To propel this model, Net Impact has also restructured its leadership team, electing two sophomores and two seniors for the positions. That way, the second-year leaders can carry on what was started in years to come.
Swift said he was impressed by how seriously younger leaders are taking the responsibility of relaying the succession plan as they came to him with ideas of how to manage the club one, two and three years out.
“They’re visionaries,” Swift said. “They are thinking of things that I didn’t think men and women were capable of at this age. They are thinking five miles ahead instead of one week ahead. I just think they are naturally born leaders to be thinking in such long term.”
Olivia Cardarelli ’22, vice president of internal relations of Net Impact, said she sees a sense of passion, drive and leadership among all the general members that compose the action teams that should not go to waste.

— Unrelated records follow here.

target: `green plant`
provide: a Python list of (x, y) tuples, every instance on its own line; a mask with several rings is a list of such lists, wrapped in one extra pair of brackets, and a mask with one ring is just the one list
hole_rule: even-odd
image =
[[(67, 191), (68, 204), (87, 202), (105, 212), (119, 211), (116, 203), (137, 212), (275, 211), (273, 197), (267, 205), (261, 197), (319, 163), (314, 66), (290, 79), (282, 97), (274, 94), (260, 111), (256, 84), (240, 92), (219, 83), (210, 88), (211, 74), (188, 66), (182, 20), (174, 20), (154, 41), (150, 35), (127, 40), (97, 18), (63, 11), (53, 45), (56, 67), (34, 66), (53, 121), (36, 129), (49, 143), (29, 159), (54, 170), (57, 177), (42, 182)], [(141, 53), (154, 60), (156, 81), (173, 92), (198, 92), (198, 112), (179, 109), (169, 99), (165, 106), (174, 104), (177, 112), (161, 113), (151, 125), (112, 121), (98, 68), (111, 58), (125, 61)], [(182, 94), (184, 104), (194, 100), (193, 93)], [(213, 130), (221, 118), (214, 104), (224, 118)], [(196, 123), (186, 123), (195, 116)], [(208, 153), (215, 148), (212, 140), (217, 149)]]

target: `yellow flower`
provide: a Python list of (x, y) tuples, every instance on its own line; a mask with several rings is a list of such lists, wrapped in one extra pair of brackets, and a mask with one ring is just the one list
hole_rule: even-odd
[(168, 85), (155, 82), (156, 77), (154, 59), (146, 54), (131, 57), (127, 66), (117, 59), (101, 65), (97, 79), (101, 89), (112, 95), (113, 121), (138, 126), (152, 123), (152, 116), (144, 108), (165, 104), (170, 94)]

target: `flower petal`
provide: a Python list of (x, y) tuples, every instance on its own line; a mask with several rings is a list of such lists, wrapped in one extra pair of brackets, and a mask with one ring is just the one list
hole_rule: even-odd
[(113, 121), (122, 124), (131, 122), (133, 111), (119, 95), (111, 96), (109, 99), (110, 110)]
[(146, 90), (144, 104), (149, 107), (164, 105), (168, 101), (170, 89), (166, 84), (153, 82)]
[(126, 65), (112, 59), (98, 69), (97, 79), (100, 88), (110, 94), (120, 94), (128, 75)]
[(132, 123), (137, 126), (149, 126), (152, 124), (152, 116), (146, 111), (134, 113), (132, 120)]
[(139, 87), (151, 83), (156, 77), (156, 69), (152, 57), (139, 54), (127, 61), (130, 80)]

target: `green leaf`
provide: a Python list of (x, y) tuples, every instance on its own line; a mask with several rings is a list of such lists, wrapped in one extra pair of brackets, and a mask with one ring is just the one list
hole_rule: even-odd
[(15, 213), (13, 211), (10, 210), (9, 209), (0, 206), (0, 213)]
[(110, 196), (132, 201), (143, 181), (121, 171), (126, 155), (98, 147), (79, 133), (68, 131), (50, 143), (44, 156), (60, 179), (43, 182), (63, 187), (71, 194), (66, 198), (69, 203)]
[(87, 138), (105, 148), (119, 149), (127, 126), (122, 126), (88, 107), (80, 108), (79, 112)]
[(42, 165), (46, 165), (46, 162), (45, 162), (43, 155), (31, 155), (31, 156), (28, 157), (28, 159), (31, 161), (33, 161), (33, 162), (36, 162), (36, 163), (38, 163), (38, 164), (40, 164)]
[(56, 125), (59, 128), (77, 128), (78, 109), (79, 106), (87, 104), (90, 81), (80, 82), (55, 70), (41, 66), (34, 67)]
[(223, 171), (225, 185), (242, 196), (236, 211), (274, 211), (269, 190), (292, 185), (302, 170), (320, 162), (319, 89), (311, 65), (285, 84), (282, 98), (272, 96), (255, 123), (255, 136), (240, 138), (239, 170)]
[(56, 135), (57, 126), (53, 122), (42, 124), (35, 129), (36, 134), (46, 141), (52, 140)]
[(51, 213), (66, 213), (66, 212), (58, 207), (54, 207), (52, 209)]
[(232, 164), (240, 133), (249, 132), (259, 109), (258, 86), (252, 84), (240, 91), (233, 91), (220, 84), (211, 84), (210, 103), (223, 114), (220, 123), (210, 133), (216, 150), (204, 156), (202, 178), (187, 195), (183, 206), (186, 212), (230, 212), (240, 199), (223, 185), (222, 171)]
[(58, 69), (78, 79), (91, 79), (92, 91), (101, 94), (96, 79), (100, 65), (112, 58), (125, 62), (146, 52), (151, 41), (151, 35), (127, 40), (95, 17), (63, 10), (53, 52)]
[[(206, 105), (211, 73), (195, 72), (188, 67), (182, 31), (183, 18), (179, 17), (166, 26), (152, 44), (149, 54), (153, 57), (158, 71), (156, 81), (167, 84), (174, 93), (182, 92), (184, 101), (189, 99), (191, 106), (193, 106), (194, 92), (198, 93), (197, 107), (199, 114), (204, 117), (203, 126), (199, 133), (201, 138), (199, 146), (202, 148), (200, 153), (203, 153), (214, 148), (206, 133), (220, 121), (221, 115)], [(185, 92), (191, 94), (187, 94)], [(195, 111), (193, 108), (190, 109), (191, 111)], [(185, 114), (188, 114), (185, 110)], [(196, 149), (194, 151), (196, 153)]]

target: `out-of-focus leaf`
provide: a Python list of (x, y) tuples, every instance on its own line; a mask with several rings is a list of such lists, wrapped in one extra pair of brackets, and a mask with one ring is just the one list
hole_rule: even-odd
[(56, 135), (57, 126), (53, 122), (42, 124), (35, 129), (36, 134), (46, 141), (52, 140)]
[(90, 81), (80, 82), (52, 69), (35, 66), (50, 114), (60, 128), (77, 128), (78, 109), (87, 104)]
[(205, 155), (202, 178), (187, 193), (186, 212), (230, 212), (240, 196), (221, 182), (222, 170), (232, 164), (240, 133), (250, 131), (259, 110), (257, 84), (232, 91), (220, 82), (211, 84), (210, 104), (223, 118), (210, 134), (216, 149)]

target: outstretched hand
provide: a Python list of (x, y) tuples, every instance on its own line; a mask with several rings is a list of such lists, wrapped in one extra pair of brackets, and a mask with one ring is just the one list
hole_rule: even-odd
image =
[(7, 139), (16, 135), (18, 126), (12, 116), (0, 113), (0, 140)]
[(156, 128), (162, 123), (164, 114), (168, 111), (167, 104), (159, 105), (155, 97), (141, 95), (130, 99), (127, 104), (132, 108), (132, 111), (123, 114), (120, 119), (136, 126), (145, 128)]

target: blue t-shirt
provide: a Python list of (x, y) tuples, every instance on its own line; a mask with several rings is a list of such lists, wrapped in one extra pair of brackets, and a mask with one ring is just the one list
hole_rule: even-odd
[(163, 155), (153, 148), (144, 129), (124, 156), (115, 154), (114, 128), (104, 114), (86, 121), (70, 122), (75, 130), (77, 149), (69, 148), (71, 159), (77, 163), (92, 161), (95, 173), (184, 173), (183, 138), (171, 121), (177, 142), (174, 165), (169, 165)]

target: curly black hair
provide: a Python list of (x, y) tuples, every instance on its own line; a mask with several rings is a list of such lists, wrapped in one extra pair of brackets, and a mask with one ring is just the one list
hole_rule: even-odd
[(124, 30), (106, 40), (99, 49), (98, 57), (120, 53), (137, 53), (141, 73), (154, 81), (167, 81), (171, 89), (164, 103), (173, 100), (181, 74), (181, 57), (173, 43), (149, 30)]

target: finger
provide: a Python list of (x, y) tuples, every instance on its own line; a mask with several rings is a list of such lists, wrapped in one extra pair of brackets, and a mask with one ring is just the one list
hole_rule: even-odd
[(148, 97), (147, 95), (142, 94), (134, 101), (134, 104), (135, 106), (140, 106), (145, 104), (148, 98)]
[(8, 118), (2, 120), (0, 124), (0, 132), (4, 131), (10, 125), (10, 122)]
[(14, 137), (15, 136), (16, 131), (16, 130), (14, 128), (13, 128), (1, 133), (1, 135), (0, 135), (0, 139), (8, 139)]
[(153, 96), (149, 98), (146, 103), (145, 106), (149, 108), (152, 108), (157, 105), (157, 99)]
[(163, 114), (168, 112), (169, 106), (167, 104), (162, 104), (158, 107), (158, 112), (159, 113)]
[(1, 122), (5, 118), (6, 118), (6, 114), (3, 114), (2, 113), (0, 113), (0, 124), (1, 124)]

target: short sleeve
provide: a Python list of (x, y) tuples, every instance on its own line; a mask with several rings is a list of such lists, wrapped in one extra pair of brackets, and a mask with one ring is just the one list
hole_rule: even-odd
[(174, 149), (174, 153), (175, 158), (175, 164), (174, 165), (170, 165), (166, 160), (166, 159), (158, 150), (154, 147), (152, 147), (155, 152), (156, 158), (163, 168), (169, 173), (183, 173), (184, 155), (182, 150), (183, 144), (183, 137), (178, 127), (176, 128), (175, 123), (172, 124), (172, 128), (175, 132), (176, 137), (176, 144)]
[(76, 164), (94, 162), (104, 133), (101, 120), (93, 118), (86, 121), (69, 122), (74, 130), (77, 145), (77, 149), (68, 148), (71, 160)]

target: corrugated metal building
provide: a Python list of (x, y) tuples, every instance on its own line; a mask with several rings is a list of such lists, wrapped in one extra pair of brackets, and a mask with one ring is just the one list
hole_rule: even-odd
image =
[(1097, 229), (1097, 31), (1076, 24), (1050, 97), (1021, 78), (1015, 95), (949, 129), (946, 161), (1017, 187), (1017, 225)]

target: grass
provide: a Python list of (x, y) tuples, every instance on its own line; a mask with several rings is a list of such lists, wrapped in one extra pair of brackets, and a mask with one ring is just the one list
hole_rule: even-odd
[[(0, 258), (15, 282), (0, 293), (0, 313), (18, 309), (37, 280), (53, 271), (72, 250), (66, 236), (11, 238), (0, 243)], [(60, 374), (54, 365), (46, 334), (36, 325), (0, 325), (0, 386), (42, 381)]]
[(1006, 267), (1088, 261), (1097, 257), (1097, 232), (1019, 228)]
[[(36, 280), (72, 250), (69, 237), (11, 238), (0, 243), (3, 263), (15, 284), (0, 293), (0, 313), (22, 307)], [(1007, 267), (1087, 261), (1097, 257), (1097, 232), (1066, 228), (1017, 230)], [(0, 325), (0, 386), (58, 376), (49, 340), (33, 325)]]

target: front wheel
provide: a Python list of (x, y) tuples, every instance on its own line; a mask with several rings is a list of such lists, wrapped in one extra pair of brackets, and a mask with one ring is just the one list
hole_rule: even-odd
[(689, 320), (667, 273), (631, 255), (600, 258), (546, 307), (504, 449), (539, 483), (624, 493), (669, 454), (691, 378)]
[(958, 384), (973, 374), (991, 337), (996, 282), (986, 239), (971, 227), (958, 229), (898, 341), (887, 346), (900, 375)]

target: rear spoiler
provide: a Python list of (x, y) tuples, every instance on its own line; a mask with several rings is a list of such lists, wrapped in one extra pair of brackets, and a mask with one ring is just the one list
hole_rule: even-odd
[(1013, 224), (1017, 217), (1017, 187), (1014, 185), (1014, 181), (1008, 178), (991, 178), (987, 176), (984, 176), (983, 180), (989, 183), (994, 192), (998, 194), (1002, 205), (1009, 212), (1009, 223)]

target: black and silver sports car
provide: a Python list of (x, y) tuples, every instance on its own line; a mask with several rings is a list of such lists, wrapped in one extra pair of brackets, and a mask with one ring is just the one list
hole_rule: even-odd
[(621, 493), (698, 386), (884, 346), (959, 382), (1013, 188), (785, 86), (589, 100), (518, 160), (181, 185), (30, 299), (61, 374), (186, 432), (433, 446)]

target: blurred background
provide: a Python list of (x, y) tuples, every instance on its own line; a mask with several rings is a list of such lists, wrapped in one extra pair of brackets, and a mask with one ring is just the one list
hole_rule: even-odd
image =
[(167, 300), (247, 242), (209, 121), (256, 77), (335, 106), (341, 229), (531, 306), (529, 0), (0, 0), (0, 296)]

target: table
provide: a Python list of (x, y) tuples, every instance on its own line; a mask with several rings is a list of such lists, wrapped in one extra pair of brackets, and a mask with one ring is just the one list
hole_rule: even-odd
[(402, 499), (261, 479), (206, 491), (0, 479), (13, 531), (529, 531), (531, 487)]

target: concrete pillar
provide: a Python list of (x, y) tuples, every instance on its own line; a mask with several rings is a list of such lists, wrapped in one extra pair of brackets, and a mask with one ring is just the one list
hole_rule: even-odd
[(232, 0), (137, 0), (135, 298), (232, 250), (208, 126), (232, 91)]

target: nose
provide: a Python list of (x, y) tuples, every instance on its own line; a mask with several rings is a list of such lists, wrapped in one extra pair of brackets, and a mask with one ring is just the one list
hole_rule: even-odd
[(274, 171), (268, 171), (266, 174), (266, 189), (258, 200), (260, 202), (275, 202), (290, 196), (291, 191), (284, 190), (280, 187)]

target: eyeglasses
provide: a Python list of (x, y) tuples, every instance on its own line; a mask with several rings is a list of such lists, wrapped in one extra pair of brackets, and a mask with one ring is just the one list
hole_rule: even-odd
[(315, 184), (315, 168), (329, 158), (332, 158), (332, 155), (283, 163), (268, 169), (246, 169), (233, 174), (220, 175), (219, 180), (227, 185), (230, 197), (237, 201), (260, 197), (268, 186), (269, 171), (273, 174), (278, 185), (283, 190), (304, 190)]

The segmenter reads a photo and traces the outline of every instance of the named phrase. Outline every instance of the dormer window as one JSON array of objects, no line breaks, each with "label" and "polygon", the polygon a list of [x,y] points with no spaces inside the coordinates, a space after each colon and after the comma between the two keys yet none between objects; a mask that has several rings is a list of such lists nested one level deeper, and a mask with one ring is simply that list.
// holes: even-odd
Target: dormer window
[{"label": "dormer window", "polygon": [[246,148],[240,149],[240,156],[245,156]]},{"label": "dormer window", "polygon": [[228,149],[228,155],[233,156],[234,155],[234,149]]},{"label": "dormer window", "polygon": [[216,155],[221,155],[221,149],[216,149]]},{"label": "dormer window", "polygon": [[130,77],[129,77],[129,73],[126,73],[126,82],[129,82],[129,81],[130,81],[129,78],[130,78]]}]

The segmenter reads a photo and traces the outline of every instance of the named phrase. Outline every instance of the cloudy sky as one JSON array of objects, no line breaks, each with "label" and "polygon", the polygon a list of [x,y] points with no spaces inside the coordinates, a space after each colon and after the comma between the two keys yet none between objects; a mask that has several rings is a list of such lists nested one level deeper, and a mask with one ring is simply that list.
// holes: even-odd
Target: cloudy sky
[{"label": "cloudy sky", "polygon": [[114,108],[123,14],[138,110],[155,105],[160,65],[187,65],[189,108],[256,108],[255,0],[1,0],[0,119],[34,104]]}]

“Our campus is full of leaders,” Carderelli said. “I believe that with them having a passion that they want to work so hard on, if they are immersed in that then they are going to have the motivation to keep that going.”
Club members are currently in contact with the Institute of Clinical Bioethics, which funds the clinical health treatments of undocumented immigrants in the Philadelphia area. Net Impact plans on collecting and analyzing data on these patients.
“My hope, our hope, is that we actually find real, tangible patterns in this data that improve people’s lives,” Swift said. “This is a big deal.”
None of the sustainability initiatives have been implemented on campus or within the partnerships, but they are at a stage where there’s discussion on how the action teams can actually put these ideas into play, Hunt said.
“The goal is that Net Impact will carry on from year to year and also it’s about putting a lot of thoughts and dreams about ethically minded business practices or what sustainability is, as a fad word, into action,” Hunt said.